Esa pérdida de esperanza no puede deberse a insatisfacciones producidas por la ciencia, ya que, ante amenazas concretas como en esta pandemia, esa esperanza se concentra en aquello que el hombre puede hacer por el hombre. Si pese a ello subsiste el estado que Habermas señala:
“[…] una peculiar ambivalencia que se esconde en los <nuevos> potenciales de conflicto: me refiero a la ambivalencia de desmotivación y protesta, a la ambivalencia de la desdiferenciación regresiva y de innovación […] Frente a estos fenómenos ambivalentes de desmoronamiento de las identidades personales y grupales formadas en el seno de las culturas superiores, un pensamiento filosófico que en comunión con las ciencias lograra llegar a ejercer una ancha influencia no podría movilizar otra cosa que la quebradiza unidad de la razón, es decir, la unidad de la identidad y de la no identidad que se establece en el habla racional”

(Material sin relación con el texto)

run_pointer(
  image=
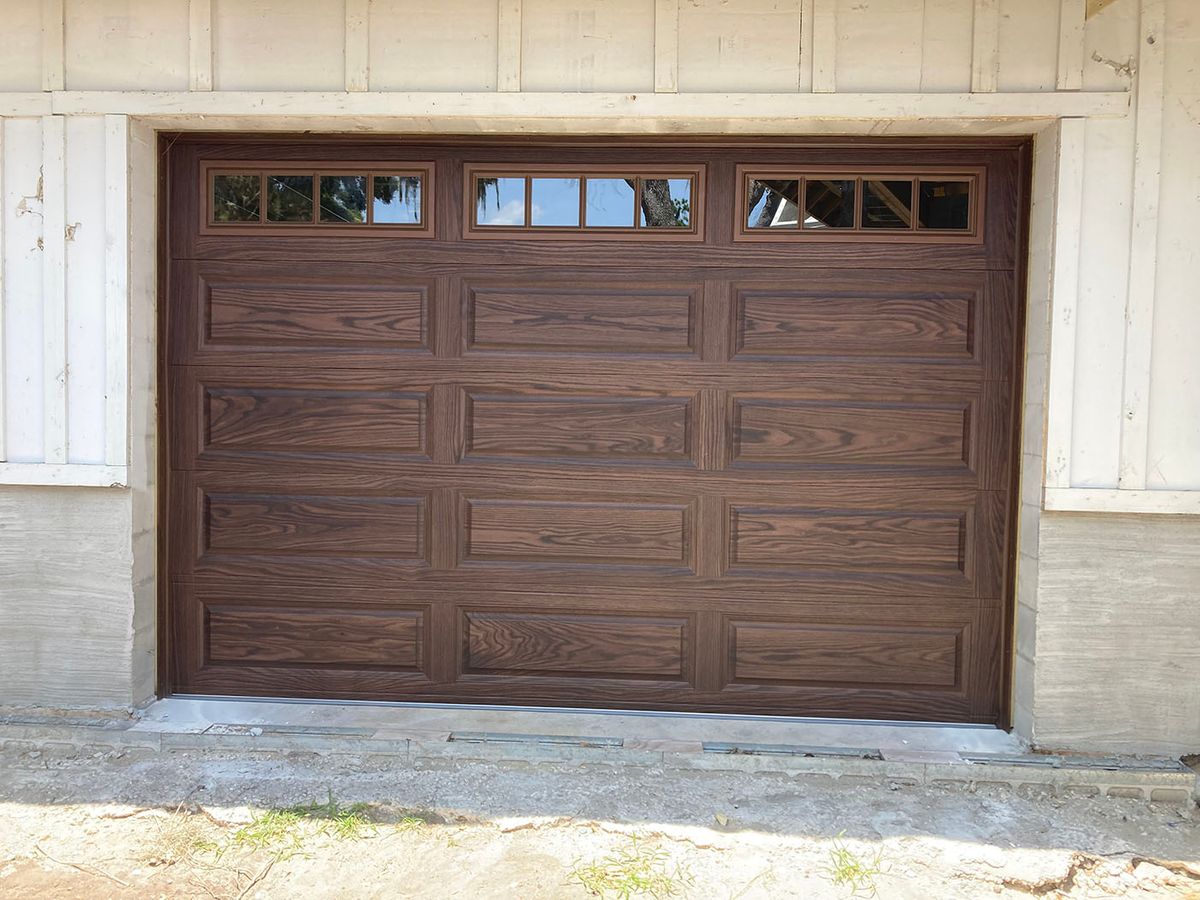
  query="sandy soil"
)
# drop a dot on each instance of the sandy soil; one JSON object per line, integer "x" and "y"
{"x": 201, "y": 825}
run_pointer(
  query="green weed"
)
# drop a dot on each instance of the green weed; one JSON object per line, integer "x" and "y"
{"x": 849, "y": 869}
{"x": 636, "y": 870}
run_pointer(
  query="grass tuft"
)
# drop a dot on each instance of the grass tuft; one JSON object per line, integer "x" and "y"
{"x": 850, "y": 870}
{"x": 636, "y": 870}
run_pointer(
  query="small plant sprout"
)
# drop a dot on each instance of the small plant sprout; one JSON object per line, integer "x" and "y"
{"x": 849, "y": 869}
{"x": 636, "y": 870}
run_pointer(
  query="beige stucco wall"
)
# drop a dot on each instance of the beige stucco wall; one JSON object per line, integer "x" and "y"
{"x": 1119, "y": 634}
{"x": 77, "y": 617}
{"x": 66, "y": 595}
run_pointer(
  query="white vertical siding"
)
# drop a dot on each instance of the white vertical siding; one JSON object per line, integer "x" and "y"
{"x": 23, "y": 289}
{"x": 1174, "y": 451}
{"x": 84, "y": 257}
{"x": 63, "y": 298}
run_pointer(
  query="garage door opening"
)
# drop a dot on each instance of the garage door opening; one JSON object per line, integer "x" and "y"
{"x": 678, "y": 426}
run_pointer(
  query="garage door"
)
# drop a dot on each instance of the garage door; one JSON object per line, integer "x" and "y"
{"x": 697, "y": 427}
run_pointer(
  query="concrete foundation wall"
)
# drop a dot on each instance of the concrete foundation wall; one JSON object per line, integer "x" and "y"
{"x": 1119, "y": 634}
{"x": 66, "y": 595}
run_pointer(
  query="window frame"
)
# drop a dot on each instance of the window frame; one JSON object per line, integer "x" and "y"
{"x": 582, "y": 232}
{"x": 975, "y": 177}
{"x": 371, "y": 168}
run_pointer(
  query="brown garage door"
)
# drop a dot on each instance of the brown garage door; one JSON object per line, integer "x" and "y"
{"x": 699, "y": 427}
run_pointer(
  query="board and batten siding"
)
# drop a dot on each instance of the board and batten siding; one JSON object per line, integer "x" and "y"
{"x": 1121, "y": 399}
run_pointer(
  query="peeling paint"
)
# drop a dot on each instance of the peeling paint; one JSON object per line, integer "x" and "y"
{"x": 1126, "y": 70}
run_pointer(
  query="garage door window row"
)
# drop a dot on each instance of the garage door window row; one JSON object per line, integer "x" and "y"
{"x": 907, "y": 205}
{"x": 277, "y": 196}
{"x": 556, "y": 201}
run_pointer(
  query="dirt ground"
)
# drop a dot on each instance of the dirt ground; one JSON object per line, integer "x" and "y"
{"x": 225, "y": 825}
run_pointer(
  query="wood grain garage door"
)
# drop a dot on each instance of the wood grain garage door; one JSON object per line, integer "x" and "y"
{"x": 713, "y": 468}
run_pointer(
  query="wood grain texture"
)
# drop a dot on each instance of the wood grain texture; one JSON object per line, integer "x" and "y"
{"x": 891, "y": 541}
{"x": 709, "y": 475}
{"x": 574, "y": 646}
{"x": 249, "y": 635}
{"x": 612, "y": 533}
{"x": 341, "y": 526}
{"x": 315, "y": 316}
{"x": 606, "y": 429}
{"x": 330, "y": 421}
{"x": 581, "y": 319}
{"x": 808, "y": 323}
{"x": 880, "y": 435}
{"x": 785, "y": 652}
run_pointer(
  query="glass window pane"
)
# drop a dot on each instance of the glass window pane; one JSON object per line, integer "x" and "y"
{"x": 887, "y": 204}
{"x": 610, "y": 203}
{"x": 555, "y": 202}
{"x": 828, "y": 203}
{"x": 396, "y": 199}
{"x": 773, "y": 204}
{"x": 666, "y": 203}
{"x": 289, "y": 198}
{"x": 945, "y": 204}
{"x": 343, "y": 199}
{"x": 499, "y": 201}
{"x": 235, "y": 198}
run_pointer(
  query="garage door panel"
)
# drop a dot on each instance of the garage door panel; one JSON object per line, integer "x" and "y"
{"x": 796, "y": 433}
{"x": 599, "y": 313}
{"x": 785, "y": 540}
{"x": 577, "y": 533}
{"x": 594, "y": 427}
{"x": 271, "y": 523}
{"x": 576, "y": 646}
{"x": 835, "y": 322}
{"x": 865, "y": 654}
{"x": 316, "y": 637}
{"x": 313, "y": 315}
{"x": 315, "y": 421}
{"x": 767, "y": 475}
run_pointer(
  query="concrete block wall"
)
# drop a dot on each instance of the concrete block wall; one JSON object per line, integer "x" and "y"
{"x": 1119, "y": 634}
{"x": 66, "y": 598}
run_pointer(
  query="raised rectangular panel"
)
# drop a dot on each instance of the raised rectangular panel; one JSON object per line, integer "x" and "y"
{"x": 271, "y": 46}
{"x": 801, "y": 323}
{"x": 781, "y": 432}
{"x": 844, "y": 654}
{"x": 613, "y": 533}
{"x": 411, "y": 46}
{"x": 313, "y": 420}
{"x": 256, "y": 636}
{"x": 611, "y": 429}
{"x": 587, "y": 46}
{"x": 790, "y": 539}
{"x": 607, "y": 646}
{"x": 317, "y": 316}
{"x": 325, "y": 526}
{"x": 581, "y": 319}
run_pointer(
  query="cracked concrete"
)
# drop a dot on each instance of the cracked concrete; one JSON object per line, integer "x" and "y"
{"x": 127, "y": 823}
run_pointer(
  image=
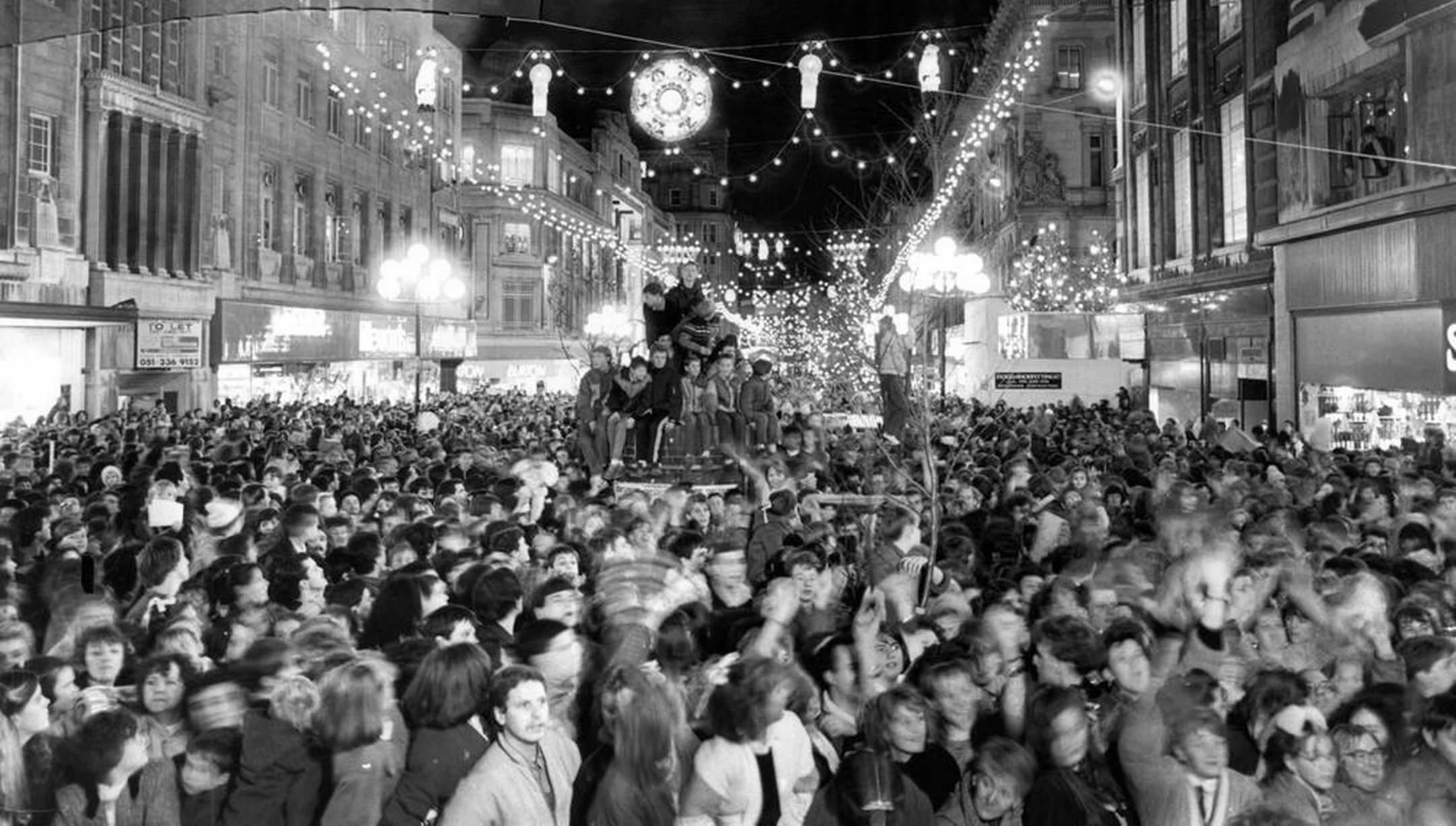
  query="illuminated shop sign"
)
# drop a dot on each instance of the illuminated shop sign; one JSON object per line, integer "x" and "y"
{"x": 250, "y": 333}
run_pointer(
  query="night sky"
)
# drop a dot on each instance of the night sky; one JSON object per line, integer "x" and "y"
{"x": 810, "y": 191}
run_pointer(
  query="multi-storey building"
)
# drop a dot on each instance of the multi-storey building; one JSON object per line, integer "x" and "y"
{"x": 331, "y": 150}
{"x": 1363, "y": 285}
{"x": 215, "y": 191}
{"x": 1196, "y": 176}
{"x": 688, "y": 184}
{"x": 558, "y": 229}
{"x": 1046, "y": 171}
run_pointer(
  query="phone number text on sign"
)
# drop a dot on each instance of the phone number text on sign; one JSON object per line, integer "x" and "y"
{"x": 170, "y": 344}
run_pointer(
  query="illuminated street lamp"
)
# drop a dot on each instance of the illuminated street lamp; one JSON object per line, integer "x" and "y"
{"x": 418, "y": 280}
{"x": 941, "y": 274}
{"x": 614, "y": 326}
{"x": 945, "y": 271}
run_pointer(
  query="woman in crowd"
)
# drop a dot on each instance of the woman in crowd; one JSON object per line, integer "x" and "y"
{"x": 759, "y": 764}
{"x": 116, "y": 786}
{"x": 24, "y": 769}
{"x": 446, "y": 704}
{"x": 1073, "y": 784}
{"x": 360, "y": 724}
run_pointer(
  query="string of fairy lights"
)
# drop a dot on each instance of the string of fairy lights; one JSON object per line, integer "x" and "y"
{"x": 822, "y": 314}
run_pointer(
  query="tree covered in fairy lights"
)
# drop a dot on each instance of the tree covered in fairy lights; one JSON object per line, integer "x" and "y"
{"x": 1050, "y": 277}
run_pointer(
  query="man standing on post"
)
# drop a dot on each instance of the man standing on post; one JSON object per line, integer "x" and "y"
{"x": 591, "y": 411}
{"x": 685, "y": 298}
{"x": 893, "y": 365}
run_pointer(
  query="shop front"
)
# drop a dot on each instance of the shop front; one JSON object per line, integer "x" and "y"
{"x": 309, "y": 354}
{"x": 1209, "y": 354}
{"x": 1379, "y": 378}
{"x": 529, "y": 366}
{"x": 44, "y": 356}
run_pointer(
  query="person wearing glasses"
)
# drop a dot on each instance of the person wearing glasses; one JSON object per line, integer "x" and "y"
{"x": 1301, "y": 764}
{"x": 1360, "y": 781}
{"x": 993, "y": 788}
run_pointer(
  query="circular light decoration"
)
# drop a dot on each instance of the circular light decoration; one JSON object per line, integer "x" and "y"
{"x": 671, "y": 100}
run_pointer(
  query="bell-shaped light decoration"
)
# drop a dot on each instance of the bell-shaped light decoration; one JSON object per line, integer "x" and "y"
{"x": 980, "y": 283}
{"x": 540, "y": 83}
{"x": 810, "y": 69}
{"x": 931, "y": 69}
{"x": 427, "y": 85}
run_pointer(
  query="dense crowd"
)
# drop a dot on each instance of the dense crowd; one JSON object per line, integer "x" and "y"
{"x": 349, "y": 614}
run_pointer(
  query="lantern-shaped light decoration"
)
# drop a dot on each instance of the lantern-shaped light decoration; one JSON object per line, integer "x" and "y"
{"x": 810, "y": 69}
{"x": 427, "y": 85}
{"x": 931, "y": 69}
{"x": 540, "y": 85}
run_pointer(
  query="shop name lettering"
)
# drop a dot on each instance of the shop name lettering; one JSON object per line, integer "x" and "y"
{"x": 385, "y": 339}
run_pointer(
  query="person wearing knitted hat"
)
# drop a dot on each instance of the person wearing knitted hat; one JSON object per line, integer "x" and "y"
{"x": 758, "y": 407}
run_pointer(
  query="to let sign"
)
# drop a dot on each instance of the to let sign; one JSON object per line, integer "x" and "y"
{"x": 1028, "y": 380}
{"x": 170, "y": 344}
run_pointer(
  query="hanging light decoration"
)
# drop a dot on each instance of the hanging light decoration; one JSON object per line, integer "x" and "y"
{"x": 931, "y": 69}
{"x": 540, "y": 88}
{"x": 427, "y": 85}
{"x": 810, "y": 69}
{"x": 671, "y": 100}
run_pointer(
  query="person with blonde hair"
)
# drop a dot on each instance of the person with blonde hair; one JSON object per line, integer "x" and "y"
{"x": 280, "y": 774}
{"x": 361, "y": 726}
{"x": 24, "y": 716}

Esa pérdida de esperanza que Habermas muestra puede deberse a que los logros de la civilización no han cumplido sus expectativas de progreso y no le llenan vacíos existenciales, en tanto ve en las religiones una bonita colección de conchas, ya sin contenidos, mientras el mar le llama con rumor de misterios que esperan.
No hay, nunca habrá unidad de la razón, dada la diversidad que actúa en oleajes temporales sucesivos. Sólo la racionalidad operativa en el lenguaje puede producir zonas de convivencia. Sin embargo, detrás de las palabras operan las intenciones. Ya sabemos por Heidegger que “el lenguaje es la mansión del ser”, y que “a su abrigo habita el hombre”, y hemos llegado a conocer también que existen hombres enajenados de humanidad, y en ellos las palabras son máscaras, armas arrojadizas, venenos sacados de su propia entraña que vierten en lo secreto, escalas para medrar.
No puede la ética quedar al margen del quehacer filosófico, no como manual de instrucciones, sino como descripciones del mal moral allí donde se encuentre, análisis de identidad y ética comunicacional y procedimental. Claro que, para eso, la ética debe ser fuente donde brota el ser como quehacer del bien común, y eso ya es otra cosa.
Tiene camino la filosofía, y no se recorre en un día, pero en un día muchos pasos caben, como en el Ulises de Joyce.
Nota: El autor es en la actualidad Presidente de la Agrupación para el estudio de las religiones y Vicepresidente de la Sección de Filosofía del Ateneo de Madrid.